Image of logo

Capstone Project: Houston, We Have a Pay Gap.

by Mariam Naqvi, Christopher Mayorga, Desiree McElroy and Forrest McCrosky

Project Description

Despite being a touchy subject, salary figures are a critical data point for organizations who value diversity, equity, and inclusion. Using data acquired from The Texas Tribune, our goal is to create a regression model that predicts a government employee’s annual salary based on demographic information. In doing so we will provide a methodology for companies and organizations who seek to analyze their own salary data and attain pay equity.

Project Goals

  1. Create scripts to perform the following:
  • acquisition of data
  • preparation of data
  • exploration of data
  1. Perform statistical analysis to test hypotheses

  2. Build and evaluate Regression models to predict annual salary for Texas State employees.

Business Goals

  • Discover drivers of annual salary and the distribution of annual salary based on features.
  • Reveal any inequities among various races and genders across salaries, elected officials, and director positions.
  • Perform modeling, analysis and testing to verify the performance of a prediction model using linear regression.

Initial Hypotheses

Hypotheses 1: I rejected the null hypotheses;

  • Confidence level = 0.99
  • Alpha = 1 - Confidence level = 0.01
  • H0: There is no correlation between tenure years and annual salary.
  • H1: There is a correlation between tenure years and annual salary.

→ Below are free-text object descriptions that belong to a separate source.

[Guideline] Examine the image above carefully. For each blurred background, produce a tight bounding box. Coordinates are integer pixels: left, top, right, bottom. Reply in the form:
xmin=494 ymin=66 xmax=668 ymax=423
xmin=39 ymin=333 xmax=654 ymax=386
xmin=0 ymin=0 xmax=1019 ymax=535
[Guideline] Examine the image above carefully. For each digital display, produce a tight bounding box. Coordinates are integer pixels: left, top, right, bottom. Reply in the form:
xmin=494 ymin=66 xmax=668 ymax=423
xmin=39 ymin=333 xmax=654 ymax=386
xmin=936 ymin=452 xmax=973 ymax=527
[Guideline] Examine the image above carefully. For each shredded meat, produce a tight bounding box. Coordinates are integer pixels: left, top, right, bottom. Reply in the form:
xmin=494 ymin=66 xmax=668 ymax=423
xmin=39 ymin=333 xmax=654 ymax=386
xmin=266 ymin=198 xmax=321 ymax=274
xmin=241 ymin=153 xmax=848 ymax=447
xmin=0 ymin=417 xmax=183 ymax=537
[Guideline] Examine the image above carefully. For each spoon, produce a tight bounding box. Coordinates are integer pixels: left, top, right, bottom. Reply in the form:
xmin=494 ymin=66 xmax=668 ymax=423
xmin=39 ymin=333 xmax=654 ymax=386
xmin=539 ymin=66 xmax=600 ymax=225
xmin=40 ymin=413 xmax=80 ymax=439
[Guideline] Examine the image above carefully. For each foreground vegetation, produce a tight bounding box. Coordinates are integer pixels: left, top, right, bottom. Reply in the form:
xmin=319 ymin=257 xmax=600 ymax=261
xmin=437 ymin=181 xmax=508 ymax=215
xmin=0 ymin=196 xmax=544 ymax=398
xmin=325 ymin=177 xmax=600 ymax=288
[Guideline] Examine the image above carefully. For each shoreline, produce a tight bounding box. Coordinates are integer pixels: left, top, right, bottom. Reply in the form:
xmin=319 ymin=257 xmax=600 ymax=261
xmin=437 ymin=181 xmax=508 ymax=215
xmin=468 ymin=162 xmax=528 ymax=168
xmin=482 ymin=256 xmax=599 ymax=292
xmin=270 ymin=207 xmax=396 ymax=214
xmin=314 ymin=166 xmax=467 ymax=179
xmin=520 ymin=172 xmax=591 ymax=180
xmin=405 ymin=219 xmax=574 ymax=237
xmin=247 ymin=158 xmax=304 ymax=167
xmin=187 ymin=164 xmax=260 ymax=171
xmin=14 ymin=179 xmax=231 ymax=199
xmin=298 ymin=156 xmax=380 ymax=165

Hypotheses 2: I rejected the null hypotheses;

  • Confidence level = 0.99
  • Alpha = 1 - Confidence level = 0.01
  • H0: Texas Government employees and whether or not they fall in the BIPOC category is idependent of their annual salary
  • H1: Texas Government employees and whether or not they fall in the BIPOC have a significant difference in their annual salaries

Project Findings

  • Employees with director titles have a much higher salary than those without director titles.
  • There is a major disparity between genders among elected officials and employees with director titles.
  • The white race is over-respresented in elected officials and director titles as compared to ethnicities across all government positions.
  • Salary distribution graphs also showed an equal distribution amongst the various races up to a certain amount. However as the salary rate trended higher, bipoc ethnicity totals as well as the count for women, lowered.

Data Dictionary

Please use this data dictionary as a reference for the variables used within in the data set.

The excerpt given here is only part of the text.